A co do tego, jak zmobilizować konia - u nas działa podejście "zadaniowe" kiedyś pewna osoba na psim forum opisała swój sukces, który polegał na zajściu gdzieś wysoko w konkurencji frisbee. Napisała coś takiego, że jej pies "nie biega po to, żeby biegać, tylko po to, żeby łapać". Tak samo moja konia - ona nie biega po to, żeby biegać, bo jakże by to było nudne... Z drugiej strony, taki na przykład koń rajdowy chyba zadowala się sztuką dla sztuki
tylko jak u niego z motywacją? Też ją chyba rozkłada na dłuższy dystans, tak samo jak wysiłek.
Cytat:Ale wiem że na przykład w PNH jest inaczej, koń jest cały czas rozluźniony, czasami taki przysypiający a jednak nadal jest skupiony na człowieku. Więc może da się i tak i tak. Zresztą nie przyglądałam się parelliowym koniom tak bardzo, chyba jak coś robią energiczniejszego to też się trochę mobilizują?cos w tym jest, są bardzo rozluznione, moje rude zwykle na linie jak czyszczę, zawijam, ubieram spi po prostu, pełen luz, noga odciązona, łypa wisi, za chwilę proszę o chody boczne i kon juz pełna gotowosc do pracy :wink:
tarisa wrzucam ci link ksiązkowy
moze akurat zainteresuje
http://sklep.horses.pl/projector.php?pro...iate=linka
http://sklep.horses.pl/projector.php?pro...iate=linka
Cytat:Ale wiem że na przykład w PNH jest inaczej, koń jest cały czas rozluźniony, czasami taki przysypiający a jednak nadal jest skupiony na człowieku. Więc może da się i tak i tak.
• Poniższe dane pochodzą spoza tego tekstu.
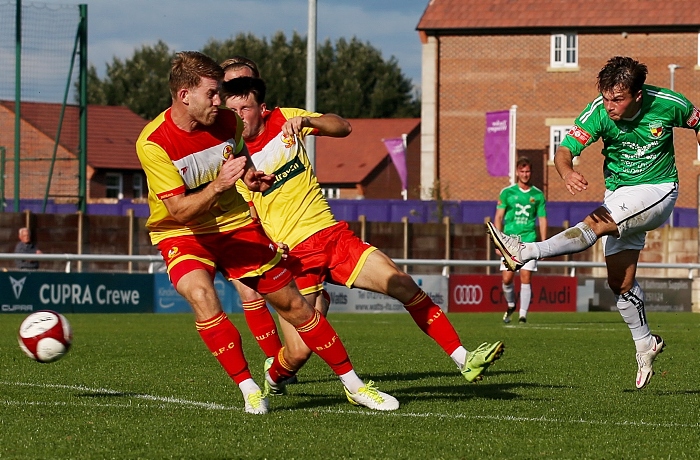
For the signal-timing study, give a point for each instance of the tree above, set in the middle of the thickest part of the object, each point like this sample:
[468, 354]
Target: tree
[353, 80]
[140, 83]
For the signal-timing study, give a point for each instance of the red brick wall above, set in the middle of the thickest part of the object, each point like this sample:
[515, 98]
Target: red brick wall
[478, 74]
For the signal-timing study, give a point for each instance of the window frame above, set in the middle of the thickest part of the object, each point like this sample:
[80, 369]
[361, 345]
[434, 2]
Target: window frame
[553, 130]
[119, 188]
[564, 49]
[137, 187]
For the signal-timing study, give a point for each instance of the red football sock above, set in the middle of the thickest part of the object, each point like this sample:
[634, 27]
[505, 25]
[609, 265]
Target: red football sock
[224, 342]
[432, 320]
[321, 338]
[280, 369]
[262, 325]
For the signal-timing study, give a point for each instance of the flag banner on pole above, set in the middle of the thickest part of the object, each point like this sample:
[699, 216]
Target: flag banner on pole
[497, 143]
[397, 152]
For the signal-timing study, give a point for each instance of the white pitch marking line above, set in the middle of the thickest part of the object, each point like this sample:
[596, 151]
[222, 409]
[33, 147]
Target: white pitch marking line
[214, 406]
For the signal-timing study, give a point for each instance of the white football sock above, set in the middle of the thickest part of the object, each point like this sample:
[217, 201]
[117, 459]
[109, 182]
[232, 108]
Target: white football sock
[459, 356]
[570, 241]
[525, 296]
[509, 294]
[248, 386]
[631, 307]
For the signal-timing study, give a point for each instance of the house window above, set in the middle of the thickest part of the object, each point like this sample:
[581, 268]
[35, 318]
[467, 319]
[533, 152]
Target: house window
[113, 185]
[564, 50]
[331, 193]
[556, 135]
[137, 181]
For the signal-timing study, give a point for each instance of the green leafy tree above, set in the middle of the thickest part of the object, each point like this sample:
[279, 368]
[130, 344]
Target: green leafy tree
[140, 83]
[353, 80]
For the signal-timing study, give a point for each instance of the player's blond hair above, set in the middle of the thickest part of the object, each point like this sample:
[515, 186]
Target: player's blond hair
[189, 67]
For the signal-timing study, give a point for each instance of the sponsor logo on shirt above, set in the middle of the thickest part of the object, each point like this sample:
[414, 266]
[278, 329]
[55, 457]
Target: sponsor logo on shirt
[694, 118]
[656, 129]
[579, 134]
[288, 171]
[288, 142]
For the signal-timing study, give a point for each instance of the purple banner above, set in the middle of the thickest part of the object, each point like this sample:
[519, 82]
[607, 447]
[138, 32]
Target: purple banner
[397, 152]
[497, 143]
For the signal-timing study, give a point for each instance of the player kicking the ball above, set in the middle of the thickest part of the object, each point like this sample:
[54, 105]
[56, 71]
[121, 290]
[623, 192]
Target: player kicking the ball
[635, 122]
Zresztą nie przyglądałam się parelliowym koniom tak bardzo, chyba jak coś robią energiczniejszego to też się trochę mobilizują?cos w tym jest, są bardzo rozluznione, moje rude zwykle na linie jak czyszczę, zawijam, ubieram spi po prostu, pełen luz, noga odciązona, łypa wisi, za chwilę proszę o chody boczne i kon juz pełna gotowosc do pracy :wink:
Nie chcę zakładac nowego wątku, więc piszę tu.
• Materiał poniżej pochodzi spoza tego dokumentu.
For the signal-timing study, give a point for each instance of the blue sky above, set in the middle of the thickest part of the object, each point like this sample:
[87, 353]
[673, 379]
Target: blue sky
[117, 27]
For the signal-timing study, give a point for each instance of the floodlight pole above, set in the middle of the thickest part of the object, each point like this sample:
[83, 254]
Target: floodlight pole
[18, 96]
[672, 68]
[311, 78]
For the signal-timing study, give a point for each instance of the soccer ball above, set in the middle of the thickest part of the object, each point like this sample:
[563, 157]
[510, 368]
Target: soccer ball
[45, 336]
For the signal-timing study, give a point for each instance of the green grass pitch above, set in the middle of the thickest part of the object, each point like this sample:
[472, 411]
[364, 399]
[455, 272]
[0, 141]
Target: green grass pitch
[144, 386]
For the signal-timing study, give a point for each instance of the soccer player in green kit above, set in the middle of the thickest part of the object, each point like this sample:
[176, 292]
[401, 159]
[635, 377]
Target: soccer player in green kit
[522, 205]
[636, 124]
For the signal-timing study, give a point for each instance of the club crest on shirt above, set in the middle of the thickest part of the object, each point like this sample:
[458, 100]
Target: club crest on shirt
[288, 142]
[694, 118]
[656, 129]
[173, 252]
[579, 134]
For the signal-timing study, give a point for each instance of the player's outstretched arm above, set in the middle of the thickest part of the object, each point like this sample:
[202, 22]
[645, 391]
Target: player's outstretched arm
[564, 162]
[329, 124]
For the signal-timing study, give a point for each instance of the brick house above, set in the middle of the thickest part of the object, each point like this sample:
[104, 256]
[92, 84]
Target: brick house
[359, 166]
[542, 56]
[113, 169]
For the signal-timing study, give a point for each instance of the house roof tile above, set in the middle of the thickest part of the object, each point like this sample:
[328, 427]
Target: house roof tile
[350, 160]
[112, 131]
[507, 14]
Mam problem z wyegzekwowaniem i wyproszeniem galopu na lonży u mojej kobyły, niestety trudno mi się przyznać do tego, ale rozbestwiłam ją, teraz zbieram tego żniwo. Macie jakieś pomysły jak mogłabym ją nakłonić do zagalopowania na lonży i przy okazji nie wyrywania mi jej. Dodaje, że kobył za dużo sobie z bata nie robi :wink:
1. Nauczyć konia szacunku - bez tego wszelka praca z ziemi staje sięniebezpieczna i dla konia i dla człowieka
2. Jeśli masz możliwość - lonżuj jak młodego - na lonżowniku. Jeśli nie pomyśl o zakupie kilkunastu palików do pastucha i taśmy - można z tego w 15 min lonżownik zrobić
W momencie, kiedy zyskamy szacunek konia i mamy do dyspozycji lonżownik możesz próbować lonżować bez lonży - najpierw w dwóch podstawowych chodach z wieloma przejściami. Z czasem (czyli po 2 dniach, lub 2 latach ;-)) koń powinien spokojnie galopować na lonży i to bez lonżownika :-)
Julie, mam pytanie byc moze glupie ale coz... : po nauczeniu konia podczs pracy na linie , rekacji na nasze komendy badz sygnaly by zminił chód, jak przenisc do na prace z siodla? tzn. czy da sie zrobic tak by kon podczas jazdy wierzchem reagowal na te same sygnaly by przejsc np do klusa co podczas pracy z ziemi?
i co z cofaniem? jak nuaczyc konia cofania sie , a potem przenisc to na jazde?